APL is a curable malignancy when appropriate prompt treatment is commenced. If deployed within overloaded hematology care pathways15 our MILLIE computational hematology approach could transform the throughput by which blood films and bone marrow aspirates are assessed which could lead to prompt referral for treatment to reduce early mortality and improve prognosis of APL cases15. Regardless of the resource settings, MILLIE provides a realizable solution for clinical decision support and clinical pathway prioritization. In the context of remote resource poor healthcare settings, where added to the absence of cytogenetic or molecular testing capabilities, there is also lack of expertise for making the distinction between normal and abnormal blood films and marrow aspirates, MILLIE can provide decision support to initiate treatment.
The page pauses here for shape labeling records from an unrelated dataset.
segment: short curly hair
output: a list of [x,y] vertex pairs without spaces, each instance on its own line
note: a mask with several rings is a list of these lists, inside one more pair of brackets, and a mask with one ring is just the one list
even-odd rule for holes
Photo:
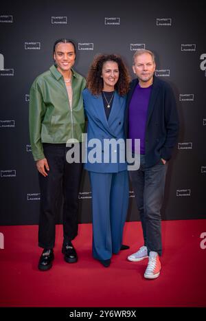
[[130,78],[122,58],[115,54],[99,54],[94,58],[87,78],[87,87],[93,95],[97,96],[102,93],[104,82],[101,76],[103,65],[106,61],[114,61],[118,65],[119,76],[115,85],[115,89],[119,95],[126,95],[129,89]]

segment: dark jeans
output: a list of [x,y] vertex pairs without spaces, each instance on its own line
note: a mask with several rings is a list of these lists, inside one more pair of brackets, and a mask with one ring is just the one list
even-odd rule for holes
[[129,172],[139,211],[144,245],[148,253],[154,251],[159,255],[162,252],[160,211],[167,167],[167,163],[164,165],[160,160],[155,166],[146,168],[145,156],[141,155],[139,169]]
[[[55,243],[55,221],[58,197],[63,196],[64,241],[71,241],[78,234],[78,191],[82,171],[82,163],[69,164],[65,144],[43,144],[49,171],[44,177],[38,173],[41,211],[38,245],[52,249]],[[81,150],[81,144],[80,144]],[[62,191],[60,195],[60,192]]]

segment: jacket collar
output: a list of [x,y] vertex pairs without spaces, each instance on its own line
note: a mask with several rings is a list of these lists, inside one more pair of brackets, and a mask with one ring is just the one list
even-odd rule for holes
[[[52,72],[52,75],[56,78],[57,80],[59,80],[60,78],[62,77],[62,75],[57,70],[54,65],[52,65],[52,66],[50,67],[49,70]],[[72,68],[71,69],[71,70],[72,76],[76,78],[77,77],[76,72]]]

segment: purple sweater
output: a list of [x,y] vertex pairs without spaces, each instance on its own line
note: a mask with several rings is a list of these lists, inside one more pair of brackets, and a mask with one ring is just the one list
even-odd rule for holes
[[133,140],[132,150],[135,151],[135,138],[140,139],[140,153],[145,153],[145,131],[147,112],[152,85],[142,88],[139,84],[133,94],[129,104],[129,132],[128,138]]

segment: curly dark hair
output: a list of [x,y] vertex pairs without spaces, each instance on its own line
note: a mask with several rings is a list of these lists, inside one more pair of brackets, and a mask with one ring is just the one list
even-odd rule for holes
[[94,58],[87,78],[87,87],[93,95],[100,95],[103,89],[103,79],[101,77],[102,67],[106,61],[117,63],[119,68],[119,79],[115,85],[119,95],[126,95],[129,89],[130,78],[122,58],[115,54],[99,54]]

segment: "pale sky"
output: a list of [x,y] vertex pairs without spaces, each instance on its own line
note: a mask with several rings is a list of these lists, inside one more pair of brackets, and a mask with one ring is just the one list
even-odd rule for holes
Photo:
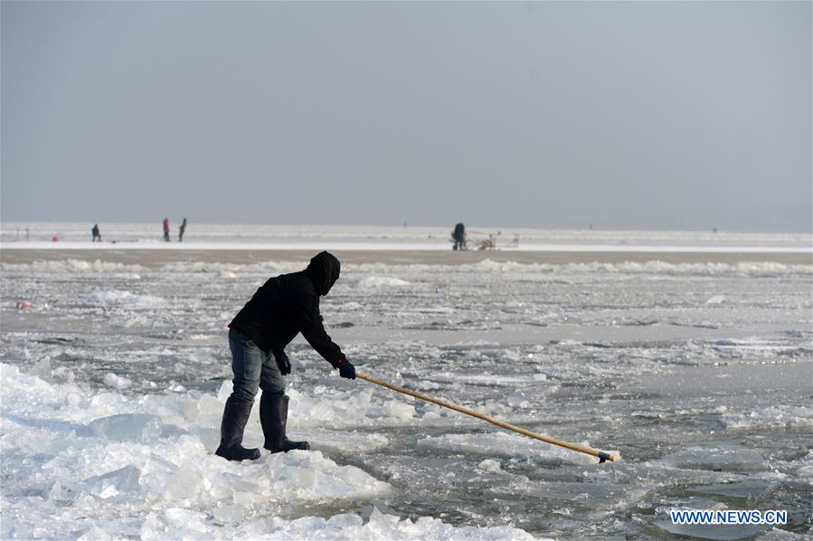
[[810,2],[8,2],[4,221],[811,230]]

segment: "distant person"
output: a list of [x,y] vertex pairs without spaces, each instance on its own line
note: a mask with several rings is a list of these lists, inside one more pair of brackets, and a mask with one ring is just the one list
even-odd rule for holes
[[186,218],[181,222],[181,227],[178,228],[178,242],[184,242],[184,232],[186,231]]
[[451,238],[455,242],[452,250],[466,250],[466,226],[462,223],[455,225],[455,230],[451,232]]
[[302,333],[325,360],[338,368],[339,375],[355,379],[355,368],[325,332],[319,314],[319,297],[327,294],[340,270],[339,260],[322,252],[310,260],[305,270],[266,281],[229,324],[233,387],[223,410],[215,454],[229,460],[260,458],[259,449],[242,446],[258,388],[262,389],[260,424],[265,436],[263,447],[271,452],[310,449],[307,441],[291,441],[285,433],[288,397],[282,376],[291,372],[285,346]]

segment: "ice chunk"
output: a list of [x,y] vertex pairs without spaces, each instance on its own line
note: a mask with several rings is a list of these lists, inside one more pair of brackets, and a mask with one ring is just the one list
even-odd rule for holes
[[128,378],[122,377],[120,375],[116,375],[112,372],[105,375],[104,383],[107,385],[109,385],[111,387],[119,389],[119,390],[127,389],[131,384],[133,384],[133,382],[131,382]]
[[94,476],[85,479],[82,485],[90,494],[102,498],[118,495],[119,492],[134,492],[140,489],[138,479],[141,470],[132,464],[116,471]]
[[689,525],[672,524],[671,520],[656,520],[655,526],[670,534],[700,539],[744,539],[770,529],[770,526],[753,525]]
[[102,417],[90,422],[82,435],[103,437],[118,441],[154,441],[160,437],[179,435],[184,431],[165,425],[156,415],[145,413],[119,413]]
[[499,460],[492,460],[491,459],[486,459],[485,460],[477,464],[477,468],[484,471],[502,471]]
At the other extreme, in large urban resource rich countries, where there is large volume of patients across many complex clinical pathways, there is the advantage of rapid throughput to referral to effective treatment while reducing errors due to cognitive load of over stretched staff. Further studies implementing the MILLIE platform should allow the system to include a wider range morphological representations to improve throughput and accuracy hematological clinical pathways that require microscopic assessment of blood films or bone marrow specimens.